Is there a reason this isn’t baked into the ImageDataBunch initialization, or is it separated because there are times where you perhaps wouldn’t want to normalize? Or maybe this is related to the first question…since you aren’t normalizing with the new data bunch you are feeding in, you need to separately specify how you choose to normalize the data?
The standards should be same so it makes sense to use pretrained data metrics.
The standardization is required when there is good amount of variation. So I would wish to make this optional. Also it’s not just imagenet model which we are going to use as pretrained model all the time. so baking it into makes this function less flexible.
Hope this helps.
I would request others also to comment.
If you use a pretrained model, you should use the normalization that was used to pretrain it, yes. If we where to train a model from scratch, we would compute the means/stds for this specific dataset and use that.
And as you pointed out, this is why it isn’t baked in because you might want different normalizations depending on your situation.
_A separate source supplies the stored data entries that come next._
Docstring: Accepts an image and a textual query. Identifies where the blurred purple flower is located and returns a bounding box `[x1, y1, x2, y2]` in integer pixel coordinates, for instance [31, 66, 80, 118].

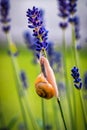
[71, 66, 82, 89]
[20, 71, 28, 89]
[8, 50, 19, 57]
[47, 42, 54, 67]
[57, 0, 69, 19]
[83, 72, 87, 90]
[23, 31, 35, 50]
[57, 0, 69, 29]
[0, 0, 11, 33]
[47, 42, 62, 72]
[69, 16, 80, 40]
[58, 82, 65, 92]
[45, 124, 52, 130]
[23, 31, 39, 62]
[59, 22, 68, 30]
[68, 0, 78, 15]
[68, 0, 81, 40]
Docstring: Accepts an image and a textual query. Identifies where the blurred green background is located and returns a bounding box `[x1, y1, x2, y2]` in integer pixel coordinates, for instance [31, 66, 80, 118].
[0, 43, 87, 130]
[0, 0, 87, 129]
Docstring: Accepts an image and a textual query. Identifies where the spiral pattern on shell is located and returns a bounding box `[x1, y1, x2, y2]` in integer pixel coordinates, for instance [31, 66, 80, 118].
[35, 74, 55, 99]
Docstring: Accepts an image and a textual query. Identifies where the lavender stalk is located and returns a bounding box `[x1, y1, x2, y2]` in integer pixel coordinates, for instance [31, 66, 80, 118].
[68, 0, 87, 129]
[26, 6, 67, 130]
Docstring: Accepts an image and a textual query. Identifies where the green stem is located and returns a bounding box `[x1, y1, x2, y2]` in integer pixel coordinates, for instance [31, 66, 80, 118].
[23, 93, 40, 130]
[40, 56, 46, 129]
[52, 99, 60, 130]
[7, 34, 29, 130]
[71, 24, 87, 129]
[41, 48, 47, 58]
[62, 30, 75, 130]
[40, 48, 48, 130]
[57, 98, 67, 130]
[71, 25, 77, 130]
[79, 91, 87, 129]
[15, 90, 28, 130]
[41, 99, 45, 130]
[6, 33, 29, 130]
[71, 25, 78, 66]
[7, 33, 40, 130]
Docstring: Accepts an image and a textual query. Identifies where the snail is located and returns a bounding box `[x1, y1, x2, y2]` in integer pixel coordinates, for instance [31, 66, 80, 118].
[35, 56, 59, 99]
[35, 73, 55, 99]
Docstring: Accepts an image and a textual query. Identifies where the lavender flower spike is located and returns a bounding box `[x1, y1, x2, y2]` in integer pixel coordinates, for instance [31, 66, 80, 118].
[20, 71, 28, 89]
[68, 0, 78, 15]
[57, 0, 69, 29]
[0, 0, 11, 33]
[69, 16, 80, 40]
[26, 6, 48, 55]
[57, 0, 69, 19]
[71, 66, 82, 89]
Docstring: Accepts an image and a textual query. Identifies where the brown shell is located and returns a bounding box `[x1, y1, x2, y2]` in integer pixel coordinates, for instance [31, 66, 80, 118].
[35, 74, 55, 99]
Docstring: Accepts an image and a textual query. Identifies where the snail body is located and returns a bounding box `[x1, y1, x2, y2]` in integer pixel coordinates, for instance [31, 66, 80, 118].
[35, 56, 59, 99]
[35, 74, 55, 99]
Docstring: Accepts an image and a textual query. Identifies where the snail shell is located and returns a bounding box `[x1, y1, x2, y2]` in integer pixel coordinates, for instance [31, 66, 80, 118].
[35, 74, 55, 99]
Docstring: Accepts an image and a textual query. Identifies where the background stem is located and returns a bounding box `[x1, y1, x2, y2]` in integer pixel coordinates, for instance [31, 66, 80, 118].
[71, 24, 87, 130]
[41, 99, 45, 130]
[62, 30, 74, 130]
[57, 98, 67, 130]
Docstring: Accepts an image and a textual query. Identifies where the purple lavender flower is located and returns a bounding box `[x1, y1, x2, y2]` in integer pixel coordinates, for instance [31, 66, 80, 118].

Some pretrained models use a normalization that just scale the coordinates from -1 to 1 (inception models IIRC) even on imagenet.
I am having a doubt regarding lesson 1 jupyter notebook. If fastai’s models.resnet34 is pretrained on imagenet dataset then it will predict 1000 classes i.e. probability of 1000 classes for the given input image but in the notebook we are having 37 classes. My question is aren’t we going to modify the last fc-layer of resnet34 to change the model’s output to 37 classes instead of 1000 classes?
Fast.ai automatically removes final layers from the original architecture and replaces it with something suitable for your problem. Later on in the course we will also learn how to fit in our own custom layers at the end, something called a ‘custom head’.
The ConvLearner does it automatically for you based on the number of classes of your data. If you call learn.model you will see that the last FC layer with 37 activations.
@jeremy In your notebook output, resnet34 learn.fit_one_cycle(4) took around 2 minutes in the main video notebook (using sagemaker)
While I can see, it took for you around 1 minute in the github lesson 1 notebook.
Can you please mention what was the specs for the video lesson nb training and what was for the github nb?
This could be useful for all of us as a baseline to check whether our local setup is working well.
For me I am getting much lower speed (12 min) for gtx1080ti with an old cpu (Xeon® W3503) which is running 100%, and from time to time the gpu utilization pops up from 2% to 70-90%
The 1st thing I should do is to get rid of the gpu risers that is lowering the pcie2 x16 into pcie2 x1 which is the only way to install multiple gpu for me.